産資・不織布通信(37)/東洋紡/3年後のフル操業目指す「ザイロン」

2020年06月01日 (月曜日)

 「ザイロン」の名前で広く知られているPBO(ポリパラフェニレンベンゾビスオキサゾール)繊維は、1970年代の後半に米国空軍の手によって開発されたスーパー繊維だ。現存している有機繊維の中で最高レベルの強度と弾性率、耐熱性、難燃性という特徴を持っている。

 開発されて以降、商業生産はなかなか進まなかったが、90年代に入って東洋紡と米国大手化学会社が共同研究を始め、98年に東洋紡が世界で初めて商業生産・販売に単独で成功する。当初は防弾チョッキが主用途だったが、現在は耐熱資材や消防服、レーシングカーの車体などに使われている。

 東洋紡によると、同社の生産量は年間約200トンで、顧客は200社を数えるという。販売数量は「年によって変動があるものの、安定して利益が出せる事業に育っている」と話す。2019年度(20年3月期)については前年度を20%上回る販売となるなど、「良い1年だった」と振り返る。

 下支えしたのは自転車のチューブレスタイヤ用途。ザイロンの特徴の一つである弾性率などが高く評価され、イタリアのタイヤメーカーが採用した。19年度の20%増販の半分程度はチューブレスタイヤの伸長が寄与し、ザイロン全体の約10%を同用途が占める。

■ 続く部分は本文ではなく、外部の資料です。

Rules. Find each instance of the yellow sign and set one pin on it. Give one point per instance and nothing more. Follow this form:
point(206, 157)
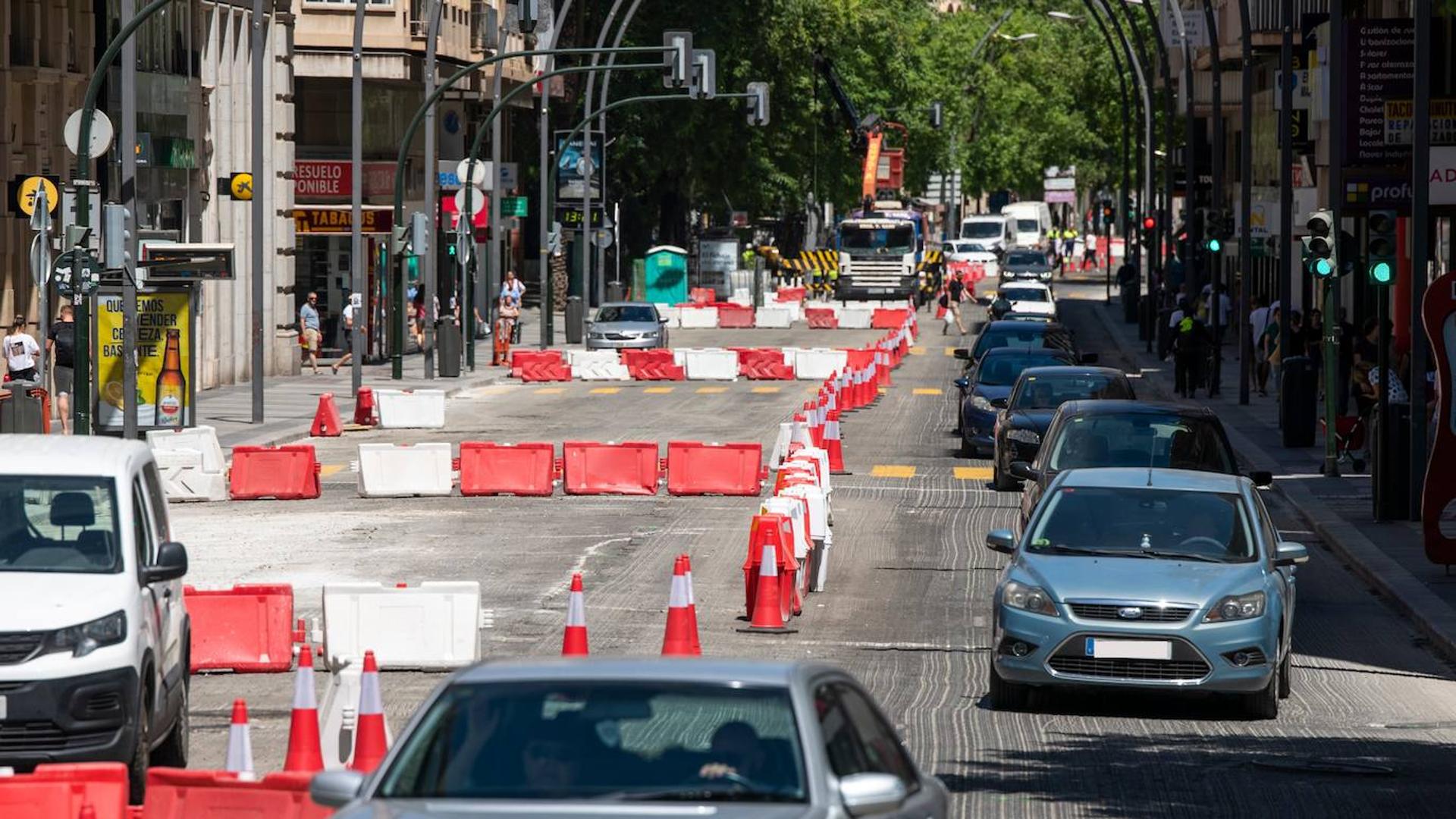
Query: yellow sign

 ザイロンのチューブレスタイヤはロードバイクに使われているが、レース用ではなく、趣味として一般的に乗られるタイプ。健康志向の高まりや自転車人気を追い風に継続的な伸びを期待していたが、新型コロナウイルスの世界的流行が水を差した。チューブレスタイヤ用途の需要は激減し、他の用途も伸び悩む。

 こうしたことから20年度は大きな成長は見込めないとしている。ただ、期待できる用途・分野もあり、消防服がその一つ。大手化学メーカーであるデュポン社(米国)の日本法人、デュポン・スペシャルティ・プロダクツに短繊維を独占的に供給することで合意に達し、今年4月から本格展開を開始している。

 世界の消防服市場は中国やインドで拡大していることから成長が予想されている。ザイロンの活用によって軽量性と遮熱性を両立した次世代の消防服が供給できる。東洋紡は「デュポン・スペシャルティ・プロダクツに独占供給することで消防服の高性能化につなげ、消防士の安全確保に貢献する」と語る。

 現在のザイロンの稼働は7割程度で推移しており、23年度にはフル操業を目指したいとした。欧米諸国には競合相手が少なく、中長期的にも欧米市場などでの拡販を中心に成長を図る。